Usualmente se habla de “descentralización” y “reforma del estado” como conceptos separados e independientes. Pero la descentralización ya es una forma de reformar el estado. La misión de éste es garantizar que lleguen eficazmente determinados servicios a la población. Entender esta idea es crucial. Definir así la misión del estado no implica que siempre la oferta de servicios tenga que provenir del propio aparato estatal. Los ciudadanos quieren el servicio y eso es lo que ven. Al propio tiempo, conviene no confundir un aparato estatal reducido con un estado ausente.

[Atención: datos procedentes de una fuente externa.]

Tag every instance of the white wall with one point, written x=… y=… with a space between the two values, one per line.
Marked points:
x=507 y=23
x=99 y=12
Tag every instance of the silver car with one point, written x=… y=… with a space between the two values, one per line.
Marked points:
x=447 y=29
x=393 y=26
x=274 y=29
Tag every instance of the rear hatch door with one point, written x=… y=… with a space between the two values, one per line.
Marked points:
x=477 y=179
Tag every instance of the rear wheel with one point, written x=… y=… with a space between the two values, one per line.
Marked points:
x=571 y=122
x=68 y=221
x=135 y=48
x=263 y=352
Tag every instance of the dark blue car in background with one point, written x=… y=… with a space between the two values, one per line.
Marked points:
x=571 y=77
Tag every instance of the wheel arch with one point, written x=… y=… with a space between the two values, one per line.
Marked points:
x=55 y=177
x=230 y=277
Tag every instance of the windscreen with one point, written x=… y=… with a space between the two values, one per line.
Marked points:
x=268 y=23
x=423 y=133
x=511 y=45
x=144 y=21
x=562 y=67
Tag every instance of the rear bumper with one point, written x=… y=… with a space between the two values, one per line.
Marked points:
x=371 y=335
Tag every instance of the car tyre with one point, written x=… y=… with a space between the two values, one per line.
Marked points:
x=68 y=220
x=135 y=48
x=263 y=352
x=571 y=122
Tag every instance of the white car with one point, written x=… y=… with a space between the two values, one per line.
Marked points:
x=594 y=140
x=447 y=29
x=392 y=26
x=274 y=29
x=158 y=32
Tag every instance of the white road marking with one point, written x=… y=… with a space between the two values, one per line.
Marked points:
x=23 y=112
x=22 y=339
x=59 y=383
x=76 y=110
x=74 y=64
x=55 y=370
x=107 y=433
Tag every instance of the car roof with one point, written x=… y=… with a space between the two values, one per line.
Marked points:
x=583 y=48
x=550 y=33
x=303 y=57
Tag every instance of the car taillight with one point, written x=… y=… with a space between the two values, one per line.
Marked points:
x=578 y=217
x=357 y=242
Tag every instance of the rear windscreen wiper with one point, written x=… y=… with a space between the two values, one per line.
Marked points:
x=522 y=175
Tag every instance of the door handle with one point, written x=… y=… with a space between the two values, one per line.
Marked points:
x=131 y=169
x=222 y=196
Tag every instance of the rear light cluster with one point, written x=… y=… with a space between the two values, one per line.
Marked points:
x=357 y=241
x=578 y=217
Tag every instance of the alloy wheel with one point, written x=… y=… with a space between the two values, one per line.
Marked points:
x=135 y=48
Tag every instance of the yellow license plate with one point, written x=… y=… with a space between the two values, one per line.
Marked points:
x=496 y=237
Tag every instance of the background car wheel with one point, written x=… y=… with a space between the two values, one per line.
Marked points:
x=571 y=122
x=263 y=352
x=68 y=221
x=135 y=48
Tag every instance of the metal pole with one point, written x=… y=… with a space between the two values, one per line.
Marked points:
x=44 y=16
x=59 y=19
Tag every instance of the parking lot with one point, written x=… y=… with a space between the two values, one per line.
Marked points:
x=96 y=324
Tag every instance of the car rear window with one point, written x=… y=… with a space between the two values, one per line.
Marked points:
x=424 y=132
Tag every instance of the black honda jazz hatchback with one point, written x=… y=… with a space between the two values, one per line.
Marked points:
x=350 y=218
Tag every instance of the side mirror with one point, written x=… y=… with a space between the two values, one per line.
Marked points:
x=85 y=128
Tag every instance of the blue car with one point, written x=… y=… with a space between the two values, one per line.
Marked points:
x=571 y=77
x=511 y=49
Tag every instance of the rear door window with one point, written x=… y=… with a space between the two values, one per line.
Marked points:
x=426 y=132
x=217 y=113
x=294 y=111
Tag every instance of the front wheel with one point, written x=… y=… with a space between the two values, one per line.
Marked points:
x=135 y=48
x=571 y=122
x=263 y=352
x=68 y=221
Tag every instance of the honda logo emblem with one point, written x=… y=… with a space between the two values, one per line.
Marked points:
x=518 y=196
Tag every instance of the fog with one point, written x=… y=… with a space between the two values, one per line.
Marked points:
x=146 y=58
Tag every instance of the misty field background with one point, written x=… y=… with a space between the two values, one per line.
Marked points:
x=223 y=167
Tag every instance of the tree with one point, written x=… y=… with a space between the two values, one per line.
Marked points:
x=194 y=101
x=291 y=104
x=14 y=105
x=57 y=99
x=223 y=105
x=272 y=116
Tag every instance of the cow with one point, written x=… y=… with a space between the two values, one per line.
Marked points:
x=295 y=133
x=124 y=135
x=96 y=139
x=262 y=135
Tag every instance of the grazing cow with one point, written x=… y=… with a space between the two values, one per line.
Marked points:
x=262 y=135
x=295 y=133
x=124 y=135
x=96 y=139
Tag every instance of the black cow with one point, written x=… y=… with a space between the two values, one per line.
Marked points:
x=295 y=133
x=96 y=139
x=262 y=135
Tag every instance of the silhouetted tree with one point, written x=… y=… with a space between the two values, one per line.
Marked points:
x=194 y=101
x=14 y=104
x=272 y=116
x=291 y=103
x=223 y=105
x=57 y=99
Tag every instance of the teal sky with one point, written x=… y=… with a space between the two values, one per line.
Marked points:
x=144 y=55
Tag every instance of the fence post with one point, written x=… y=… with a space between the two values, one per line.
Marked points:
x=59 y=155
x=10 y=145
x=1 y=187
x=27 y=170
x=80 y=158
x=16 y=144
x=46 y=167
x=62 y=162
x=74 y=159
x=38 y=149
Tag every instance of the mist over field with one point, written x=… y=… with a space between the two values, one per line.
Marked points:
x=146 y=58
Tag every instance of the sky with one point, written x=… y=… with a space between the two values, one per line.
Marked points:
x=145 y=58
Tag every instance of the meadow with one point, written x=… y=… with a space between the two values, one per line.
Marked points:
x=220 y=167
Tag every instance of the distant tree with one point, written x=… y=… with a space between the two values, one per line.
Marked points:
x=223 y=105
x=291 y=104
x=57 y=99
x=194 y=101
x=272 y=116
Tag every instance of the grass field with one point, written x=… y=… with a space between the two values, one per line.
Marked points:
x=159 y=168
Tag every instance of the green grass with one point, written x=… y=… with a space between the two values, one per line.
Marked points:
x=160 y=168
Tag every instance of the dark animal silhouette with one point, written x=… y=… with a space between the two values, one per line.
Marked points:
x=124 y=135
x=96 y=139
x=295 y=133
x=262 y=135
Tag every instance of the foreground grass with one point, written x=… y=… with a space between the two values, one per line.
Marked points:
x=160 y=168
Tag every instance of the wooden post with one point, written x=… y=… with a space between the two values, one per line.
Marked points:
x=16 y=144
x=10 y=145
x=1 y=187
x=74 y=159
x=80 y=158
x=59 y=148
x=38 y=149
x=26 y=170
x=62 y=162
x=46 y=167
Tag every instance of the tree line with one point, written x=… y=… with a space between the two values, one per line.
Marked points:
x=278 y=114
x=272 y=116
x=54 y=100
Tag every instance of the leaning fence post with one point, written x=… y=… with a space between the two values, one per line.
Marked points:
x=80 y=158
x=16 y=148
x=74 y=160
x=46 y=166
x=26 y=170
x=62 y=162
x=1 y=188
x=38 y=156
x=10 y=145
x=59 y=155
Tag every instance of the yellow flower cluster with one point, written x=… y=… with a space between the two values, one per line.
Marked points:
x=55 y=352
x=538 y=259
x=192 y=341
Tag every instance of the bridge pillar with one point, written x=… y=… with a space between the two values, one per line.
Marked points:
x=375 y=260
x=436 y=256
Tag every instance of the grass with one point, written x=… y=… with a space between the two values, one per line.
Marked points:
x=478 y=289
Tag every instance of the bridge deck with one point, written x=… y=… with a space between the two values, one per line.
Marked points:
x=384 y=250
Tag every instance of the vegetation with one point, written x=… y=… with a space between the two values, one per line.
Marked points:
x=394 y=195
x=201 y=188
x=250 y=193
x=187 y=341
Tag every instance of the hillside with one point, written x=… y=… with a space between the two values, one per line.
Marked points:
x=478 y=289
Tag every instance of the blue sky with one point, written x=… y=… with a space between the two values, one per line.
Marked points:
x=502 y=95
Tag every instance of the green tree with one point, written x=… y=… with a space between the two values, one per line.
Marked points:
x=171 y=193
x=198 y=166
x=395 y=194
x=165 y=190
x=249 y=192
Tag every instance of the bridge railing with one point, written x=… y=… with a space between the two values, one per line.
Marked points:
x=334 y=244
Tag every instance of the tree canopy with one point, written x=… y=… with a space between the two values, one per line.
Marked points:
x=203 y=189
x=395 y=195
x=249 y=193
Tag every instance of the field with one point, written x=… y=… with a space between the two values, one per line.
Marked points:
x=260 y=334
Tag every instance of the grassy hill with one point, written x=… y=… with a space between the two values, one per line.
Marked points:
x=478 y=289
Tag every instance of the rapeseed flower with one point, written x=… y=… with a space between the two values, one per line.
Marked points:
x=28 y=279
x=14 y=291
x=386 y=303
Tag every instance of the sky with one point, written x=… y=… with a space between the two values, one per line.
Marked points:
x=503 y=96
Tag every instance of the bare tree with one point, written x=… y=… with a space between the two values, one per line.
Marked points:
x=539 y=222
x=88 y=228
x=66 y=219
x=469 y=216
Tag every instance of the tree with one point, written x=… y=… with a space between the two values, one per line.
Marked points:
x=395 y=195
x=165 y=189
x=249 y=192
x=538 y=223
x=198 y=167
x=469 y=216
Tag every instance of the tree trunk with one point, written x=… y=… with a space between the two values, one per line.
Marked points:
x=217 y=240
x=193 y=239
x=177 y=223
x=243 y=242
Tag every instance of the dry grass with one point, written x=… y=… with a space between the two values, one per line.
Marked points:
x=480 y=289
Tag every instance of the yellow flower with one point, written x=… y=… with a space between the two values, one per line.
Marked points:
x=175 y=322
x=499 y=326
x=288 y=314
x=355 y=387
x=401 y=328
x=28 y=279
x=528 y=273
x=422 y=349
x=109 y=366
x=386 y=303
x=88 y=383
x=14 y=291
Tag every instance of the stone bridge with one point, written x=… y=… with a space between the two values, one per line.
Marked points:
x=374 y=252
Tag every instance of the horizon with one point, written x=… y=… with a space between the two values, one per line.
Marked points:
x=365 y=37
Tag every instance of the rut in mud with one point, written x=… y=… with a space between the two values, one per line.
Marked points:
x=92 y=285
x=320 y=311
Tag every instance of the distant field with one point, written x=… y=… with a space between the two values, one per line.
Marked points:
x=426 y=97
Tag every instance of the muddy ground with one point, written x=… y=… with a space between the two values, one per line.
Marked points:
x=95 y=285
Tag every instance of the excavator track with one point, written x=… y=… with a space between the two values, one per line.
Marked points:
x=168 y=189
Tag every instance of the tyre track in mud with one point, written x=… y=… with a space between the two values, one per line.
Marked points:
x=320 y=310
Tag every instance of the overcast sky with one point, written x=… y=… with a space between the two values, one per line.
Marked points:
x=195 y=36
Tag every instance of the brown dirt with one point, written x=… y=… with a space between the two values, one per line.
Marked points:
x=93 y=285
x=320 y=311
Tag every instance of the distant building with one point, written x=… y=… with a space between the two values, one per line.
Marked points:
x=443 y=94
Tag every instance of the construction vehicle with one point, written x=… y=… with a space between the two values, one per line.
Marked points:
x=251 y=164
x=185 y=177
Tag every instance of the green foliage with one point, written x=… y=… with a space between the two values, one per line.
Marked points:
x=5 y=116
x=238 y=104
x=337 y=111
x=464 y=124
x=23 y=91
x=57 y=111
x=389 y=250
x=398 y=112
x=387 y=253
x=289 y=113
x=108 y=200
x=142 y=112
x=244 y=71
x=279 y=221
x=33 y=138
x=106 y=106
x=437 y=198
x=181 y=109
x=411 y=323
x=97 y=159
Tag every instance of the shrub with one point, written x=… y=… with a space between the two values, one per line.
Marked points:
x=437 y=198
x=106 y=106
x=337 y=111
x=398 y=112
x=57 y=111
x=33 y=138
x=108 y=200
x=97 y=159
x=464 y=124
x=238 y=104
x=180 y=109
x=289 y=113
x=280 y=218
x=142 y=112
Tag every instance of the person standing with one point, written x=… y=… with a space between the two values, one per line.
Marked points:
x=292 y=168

Puede haber una extensa burocracia estatal que no provea servicios que llegue a todos.
Ambos procesos son caras de una misma moneda. Se complementan y se retroalimentan. El estado modernizado requiere eficacia para llegar a todos en la provisión de los servicios que son de su competencia. El estado descentralizado tiene que estar sostenido en un aparato burocrático eficiente y flexible. No puede haber descentralización exitosa construida con un estado ineficiente y rígido. Y todo intento en llevarla a cabo sin un moderno aparato burocrático, simplemente subvaluará su potencial de desarrollo.
La limitada concepción de la reforma del estado lleva a preguntarse si no hay que reformar a la reforma. Para convertirla en una reingeniería institucional del aparato burocrático estatal y de la concepción de su papel en la sociedad, orientándolo a consolidar esfuerzos de generación de riqueza, que involucre, entre otros puntos, los siguientes: i) reducir la intervención estatal en la economía; ii) aumentar la presencia del estado en seguridad y justicia, sobre la base de una revisión integral del sistema judicial que incorpore reformas radicales como la incorporación de jurados; iii) revolucionar todo el sistema educativo público para orientarlo a generación de conocimiento capitalizable y competitivo; iv) implementar un sistema de salud público moderno y extensivo, a similares niveles de calidad, a toda la población; v) reformular la concepción de los programas sociales para orientarlos al fortalecimiento de capacidades empresariales y menos al consumo; vi) incorporar modelos de gestión participativos público-privados sociales extensivamente a sectores no tradicionales como educación, salud y justicia; y vii) disminuir radicalmente el tamaño del aparato estatal, reduciendo el número de organismos, dependencias, oficinas, consejos, secretarías, direcciones, procesos, procedimientos y funcionarios.
En estricto rigor, el aparato estatal empezó a reformarse con la primeras privatizaciones de los noventa y continuó haciéndolo con la descentralización de los años dos mil. Pero nada ha sido suficiente, porque el verdadero tema es decidirse a hacer una reforma efectiva del estado. Limitar el tema a reducir organismos públicos descentralizados o a “prohibir” nuevas contrataciones laborales va a hacer que cualquier “reforma” siga pasando desapercibida. Para decirlo abiertamente, el mayor escollo es que una verdadera reforma deberá ser una reforma liberal del estado. Tendría que dejar de lado a quienes mantienen todos los incentivos para sostenerse hoy en el aparato del estado como está y a quienes no estando en él, mantienen relaciones de privilegio con las cúpulas de las burocracias estatales de los niveles nacionales, regionales o municipales. Y eso es más duro, exige otra clase de convicciones y otros costos políticos. Habrá primero que reformar a los reformadores. O esperar a que, en algún futuro no muy lejano, la reforma sea emprendida por quienes realmente se hallen doctrinariamente convencidos de ella.
El autor es Investigador asociado de la Sociedad Economía y Derecho de la UPC.